CVE-2024-10831 Overview
A critical absolute path traversal vulnerability exists in eosphoros-ai/db-gpt version 0.6.0 that allows attackers to upload arbitrary files to arbitrary locations on the target server. The vulnerability is present in the file upload endpoint where user-controllable parameters file_key and doc_file.filename can be manipulated to construct paths outside the intended upload directory. This flaw enables attackers to overwrite essential system files, including SSH keys, potentially leading to complete system compromise.
Critical Impact
Remote attackers can upload malicious files to any location on the server without authentication, enabling system compromise through overwriting critical files such as SSH authorized_keys or system configuration files.
Affected Products
- DB-GPT version 0.6.0
- eosphoros-ai/db-gpt 0.6.0
Discovery Timeline
- 2025-03-20 - CVE-2024-10831 published to NVD
- 2025-07-17 - Last updated in NVD database
Technical Details for CVE-2024-10831
Vulnerability Analysis
This path traversal vulnerability (CWE-36: Absolute Path Traversal) stems from improper validation of user-supplied input in the file upload functionality of DB-GPT. The application fails to properly sanitize the file_key and doc_file.filename parameters before using them to construct the destination file path on the server.
An unauthenticated attacker can exploit this vulnerability remotely over the network with low attack complexity. The vulnerability allows for high-impact modifications to system integrity and availability, as arbitrary files can be written to any location accessible by the application's process.
Root Cause
The root cause is insufficient input validation on file path parameters. The application directly uses user-supplied values for file_key and doc_file.filename in constructing the file destination path without sanitizing path traversal sequences such as ../ or absolute paths. This allows attackers to escape the intended upload directory and write files to arbitrary locations on the file system.
Attack Vector
The attack is conducted remotely over the network against the file upload endpoint. An attacker crafts a malicious HTTP request with specially crafted file_key and doc_file.filename values containing path traversal sequences (e.g., ../../../etc/cron.d/malicious) or absolute paths. When the server processes this request, it writes the uploaded file content to the attacker-specified location, bypassing the intended upload directory restrictions.

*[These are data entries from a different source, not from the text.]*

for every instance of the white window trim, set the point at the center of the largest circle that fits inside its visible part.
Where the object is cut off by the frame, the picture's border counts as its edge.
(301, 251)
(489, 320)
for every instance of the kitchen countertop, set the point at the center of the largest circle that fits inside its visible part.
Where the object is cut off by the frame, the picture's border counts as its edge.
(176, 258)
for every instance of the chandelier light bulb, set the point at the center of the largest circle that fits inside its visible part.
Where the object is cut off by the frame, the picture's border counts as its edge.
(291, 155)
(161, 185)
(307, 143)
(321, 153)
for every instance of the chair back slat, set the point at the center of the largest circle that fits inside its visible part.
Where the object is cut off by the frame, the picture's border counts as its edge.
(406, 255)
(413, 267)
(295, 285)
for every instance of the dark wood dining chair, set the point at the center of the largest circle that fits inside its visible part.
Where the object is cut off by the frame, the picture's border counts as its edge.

Successful exploitation could allow attackers to:
- Overwrite SSH authorized_keys files for unauthorized access
- Plant malicious cron jobs for persistent access
- Overwrite application configuration files
- Deploy web shells in accessible directories
For detailed technical information, refer to the Huntr Bug Bounty Report.

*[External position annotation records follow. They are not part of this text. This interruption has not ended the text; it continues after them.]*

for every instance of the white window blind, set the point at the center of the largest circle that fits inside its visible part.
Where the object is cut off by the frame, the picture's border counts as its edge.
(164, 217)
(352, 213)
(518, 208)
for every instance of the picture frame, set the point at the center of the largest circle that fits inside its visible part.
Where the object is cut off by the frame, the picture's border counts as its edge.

Detection Methods for CVE-2024-10831
Indicators of Compromise
- Unexpected files appearing in system directories such as /root/.ssh/, /etc/cron.d/, or web server directories
- Modified SSH authorized_keys files with unauthorized public keys
- Unusual file creation timestamps in critical system directories
- Web server access logs showing file upload requests with path traversal patterns (../ sequences or absolute paths)
Detection Strategies
- Monitor web application logs for file upload requests containing path traversal patterns in parameters
- Implement file integrity monitoring (FIM) on critical system directories to detect unauthorized file modifications
- Deploy web application firewall (WAF) rules to block requests containing path traversal sequences in file upload parameters
- Configure SentinelOne to alert on suspicious file creation in sensitive system directories
Monitoring Recommendations
- Enable enhanced logging on DB-GPT file upload endpoints to capture full request parameters
- Set up alerts for file creation events in directories outside the expected upload path
- Monitor for new SSH keys being added to authorized_keys files across the infrastructure
- Implement behavioral analysis to detect post-exploitation activities following successful file writes
How to Mitigate CVE-2024-10831
Immediate Actions Required
- Immediately restrict network access to DB-GPT file upload endpoints using firewall rules or network segmentation
- If DB-GPT 0.6.0 is deployed, consider taking the service offline until a patch is applied
- Audit system directories for unauthorized file modifications, particularly SSH keys and cron configurations
- Implement reverse proxy rules to filter requests containing path traversal patterns
Patch Information
At the time of publication, no official patch information has been released by the vendor. Organizations should monitor the DB-GPT project repository and security advisories for updates. Review the Huntr Bug Bounty Report for the latest status on remediation efforts.
Workarounds
- Deploy a web application firewall (WAF) with rules to block path traversal sequences in file upload parameters
- Implement network-level access controls to restrict access to the file upload endpoint to trusted sources only
- Run the DB-GPT application with minimal file system permissions using a dedicated low-privilege user account
- Consider containerizing the application with read-only file system mounts for critical directories
- Monitor and alert on any file writes outside the designated upload directory
Disclaimer: This content was generated using AI. While we strive for accuracy, please verify critical information with official sources.